The Town of New Shoreham Board of License Commissioners voted on a broad slate of liquor and outdoor-entertainment license renewals during a public hearing that opened shortly after 4 p.m. The board approved renewals for grocery/liquor retailers, inns and restaurants after routine checks of site plans, consumption-area maps and police recommendations.
The renewals covered Class A, B and BV categories and included licenses for Macklock Enterprises (doing business as Block Island Grocery), Redbird Liquor Store, Aldo's Place, Atlantic Inn (Two Tickets Management), the Block Island Beach House, Champlain's (Great Salt Pond Marina), Dead Eye Dicks (Island Caterers), Eli's Restaurant, KSR Enterprises (Narragansett Inn), the National Hotel, and many other local food-and-beverage businesses. Several renewals were approved subject to existing site-plan language, outstanding documentation and fees.
Why it matters: these routine renewals allow seasonal businesses to operate with established restrictions in place and give the licensing board a chance to confirm that consumption areas, fencing and safety arrangements meet the town's expectations. Staff reminded licensees that events anticipating more than 50 people must have a certified crowd manager on staff and that a rescheduled crowd-manager training will be set.
What the board said: Chair Nancy noted the board would accept motions to approve renewals in blocks and to pull individual items for discussion. In one approval, a commissioner praised the layout and fencing proposed by Sadie Flackman for GSP Productions/Regencia Pizza: "I like the way that you put the fencing in so it's contained in that area," the commissioner said, commending the containment plan for crowd control and service flow.
Police and staff input: the police chief's reports were read into the record for multiple renewals; most reflected no ongoing issues, although the chief did note a small number of calls for some licensees (including reports of underage patrons in one instance) and recommended maintaining stipulations in select cases where past incidents had occurred.

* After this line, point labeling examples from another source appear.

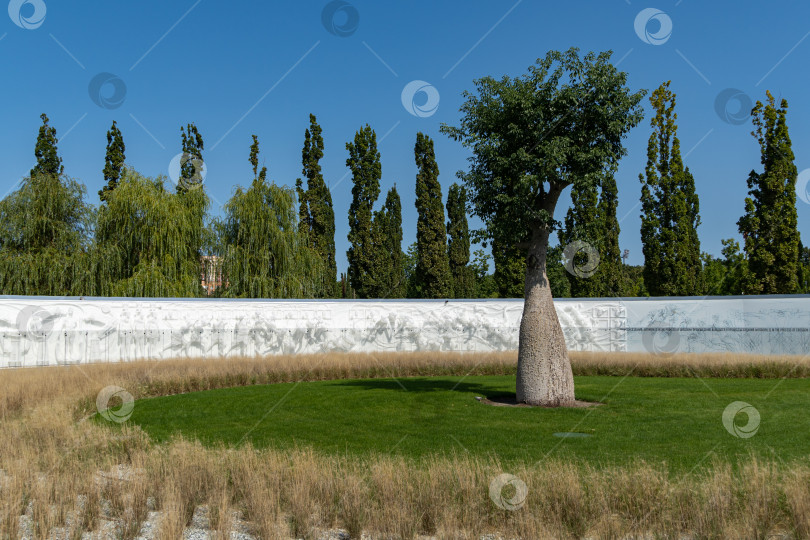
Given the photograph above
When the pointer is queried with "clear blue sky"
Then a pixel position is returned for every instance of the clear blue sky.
(262, 67)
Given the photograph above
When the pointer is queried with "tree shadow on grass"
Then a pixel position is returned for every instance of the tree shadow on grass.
(428, 385)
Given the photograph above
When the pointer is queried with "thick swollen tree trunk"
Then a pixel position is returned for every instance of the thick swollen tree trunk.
(544, 374)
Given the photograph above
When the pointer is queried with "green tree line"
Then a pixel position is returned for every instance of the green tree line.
(146, 239)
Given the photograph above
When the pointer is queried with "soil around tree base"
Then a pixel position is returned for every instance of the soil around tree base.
(511, 401)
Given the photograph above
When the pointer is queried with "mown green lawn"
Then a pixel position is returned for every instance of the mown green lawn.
(672, 420)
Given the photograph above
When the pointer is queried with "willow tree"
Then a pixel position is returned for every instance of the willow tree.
(146, 240)
(45, 229)
(265, 254)
(458, 243)
(531, 136)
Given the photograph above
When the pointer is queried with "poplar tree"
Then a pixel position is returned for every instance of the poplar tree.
(458, 245)
(191, 163)
(510, 270)
(45, 229)
(769, 225)
(582, 225)
(114, 161)
(388, 276)
(317, 216)
(610, 272)
(48, 160)
(432, 266)
(364, 164)
(670, 208)
(265, 255)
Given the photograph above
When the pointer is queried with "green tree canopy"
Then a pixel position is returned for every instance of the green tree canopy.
(670, 208)
(317, 215)
(562, 123)
(265, 253)
(364, 164)
(458, 244)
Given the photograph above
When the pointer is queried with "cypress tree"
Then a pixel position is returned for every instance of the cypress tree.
(670, 208)
(769, 225)
(316, 214)
(458, 246)
(432, 267)
(191, 164)
(114, 161)
(48, 161)
(364, 164)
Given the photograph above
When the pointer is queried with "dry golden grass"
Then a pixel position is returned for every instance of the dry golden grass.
(51, 462)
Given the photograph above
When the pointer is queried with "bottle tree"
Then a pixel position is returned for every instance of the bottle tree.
(769, 225)
(364, 164)
(317, 216)
(113, 162)
(432, 266)
(670, 208)
(560, 124)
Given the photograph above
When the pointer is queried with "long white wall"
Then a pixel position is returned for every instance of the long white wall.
(47, 330)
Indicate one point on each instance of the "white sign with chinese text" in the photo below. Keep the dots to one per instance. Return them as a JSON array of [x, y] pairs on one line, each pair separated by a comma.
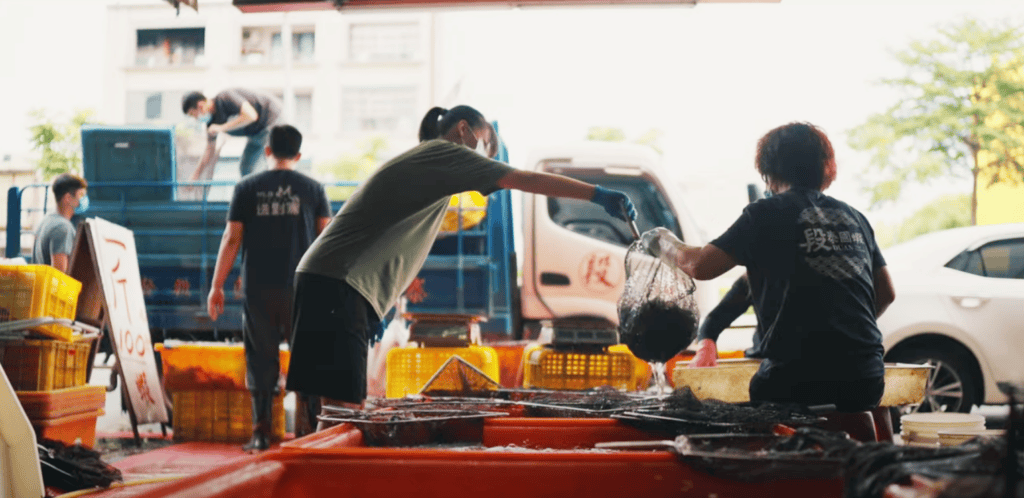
[[117, 266]]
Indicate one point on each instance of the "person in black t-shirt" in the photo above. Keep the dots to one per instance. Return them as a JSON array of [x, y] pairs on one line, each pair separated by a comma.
[[273, 217], [238, 112], [817, 278]]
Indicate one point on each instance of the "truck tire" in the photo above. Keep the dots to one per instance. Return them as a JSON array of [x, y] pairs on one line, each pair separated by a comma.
[[953, 385]]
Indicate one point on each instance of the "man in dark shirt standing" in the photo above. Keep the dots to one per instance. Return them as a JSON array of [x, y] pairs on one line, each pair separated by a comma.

Items continued: the board deferred several contested entertainment-license items — most notably additional stipulations tied to Ballard's Inn — to allow the full council and the police chief to weigh in at a Dec. 1 meeting. The board also continued the Lunch Bucket renewal to Dec. 1 to ensure an applicant representative could appear and to iron out outstanding stipulations.
Next steps: the board set Dec. 1 as the date to revisit continued items; staff said it will attempt to collect written input from the police chief in advance. The public hearing for new outdoor-entertainment applications that had been opened was closed after one applicant withdrew his request and indicated he would reapply next year.
The meeting adjourned after the board moved to continue remaining hearing items to Dec. 1.